Le président Obama a tenu lundi soir sa première conférence de presse à une heure de grande écoute. D’entrée de jeu, il a donné le ton avant de répondre aux questions des journalistes : « Je suis allé aujourd’hui à Elkhart dans l’Indiana. Elkhart est un endroit où on a perdu des emplois beaucoup plus vite que partout ailleurs aux Etats-Unis. En une année, le taux de chômage y est passé de 4,7 à 15,3 %. »

Selon le président américain, 598 000 personnes ont perdu leur travail le mois dernier aux Etats-Unis. « Voilà pourquoi la partie la plus importante de ce plan, c’est le fait qu’il va sauver ou créer quatre millions d’emplois, normaliser le marché du crédit et stabiliser le marché des maisons. »

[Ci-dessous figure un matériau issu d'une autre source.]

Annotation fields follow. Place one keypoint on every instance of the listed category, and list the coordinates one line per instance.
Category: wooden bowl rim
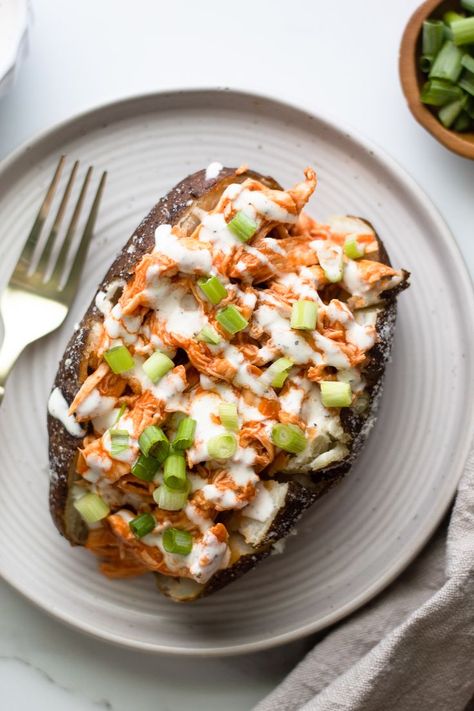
(409, 80)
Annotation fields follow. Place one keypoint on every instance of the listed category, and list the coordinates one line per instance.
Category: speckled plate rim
(73, 126)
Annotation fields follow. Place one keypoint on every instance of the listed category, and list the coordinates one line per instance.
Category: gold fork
(36, 300)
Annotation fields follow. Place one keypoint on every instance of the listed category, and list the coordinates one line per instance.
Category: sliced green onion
(174, 472)
(425, 62)
(123, 407)
(438, 92)
(447, 64)
(470, 106)
(170, 499)
(157, 365)
(142, 524)
(466, 82)
(290, 438)
(92, 508)
(304, 315)
(451, 16)
(231, 319)
(213, 289)
(185, 434)
(468, 62)
(119, 359)
(242, 226)
(222, 446)
(433, 35)
(462, 122)
(352, 248)
(278, 371)
(449, 113)
(154, 443)
(209, 335)
(119, 441)
(463, 30)
(177, 541)
(335, 394)
(228, 416)
(145, 468)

Pour M. Obama, il y a donc urgence, car si rien n’est fait la crise pourrait tourner en catastrophe. « Si vous tardez à agir sur une économie si sévèrement touchée, alors potentiellement vous créez une spirale négative d’où il sera beaucoup plus difficile de sortir. »

Il appelle donc le Congrès à adopter rapidement ce plan qui doit d’ailleurs être soumis mardi au vote du Sénat. A ce niveau, beaucoup de républicains font de la résistance. Barack Obama en a profité pour répondre aux critiques en disant qu’il a hérité des républicains un déficit budgétaire de plus de mille milliards de dollars. Il a appelé démocrates et républicains à « rompre avec les vieilles habitudes et à sortir de la rigidité idéologique ».

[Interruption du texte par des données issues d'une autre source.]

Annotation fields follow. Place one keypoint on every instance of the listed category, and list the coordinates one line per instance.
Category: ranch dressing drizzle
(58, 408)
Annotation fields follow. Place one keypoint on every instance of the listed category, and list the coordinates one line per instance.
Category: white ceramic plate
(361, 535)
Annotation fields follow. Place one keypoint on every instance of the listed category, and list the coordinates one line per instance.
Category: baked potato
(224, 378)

En matière de politique étrangère, le président Obama a dit clairement que l’Afghanistan sera un grand défi. Selon lui, on ne saurait laisser Al Qaida opérer librement sur le territoire afghan ou dans les montagnes le long de la frontière avec le Pakistan. « Nous devons avoir une approche régionale pour extirper ces refuges pour terroristes. Il n’est pas acceptable pour le Pakistan et nous d’avoir des gens qui, en toute impunité, vont tuer des hommes, des femmes et des enfants innocents. »

A propos de l’Iran, Barack Obama a dit que ce pays finance des organisations comme le Hamas et le Hezbollah et essaie d’avoir l’arme nucléaire, mais le président américain a défendu une nouvelle approche vers un dialogue constructif, disant que c’est à l’Iran d’envoyer des signaux.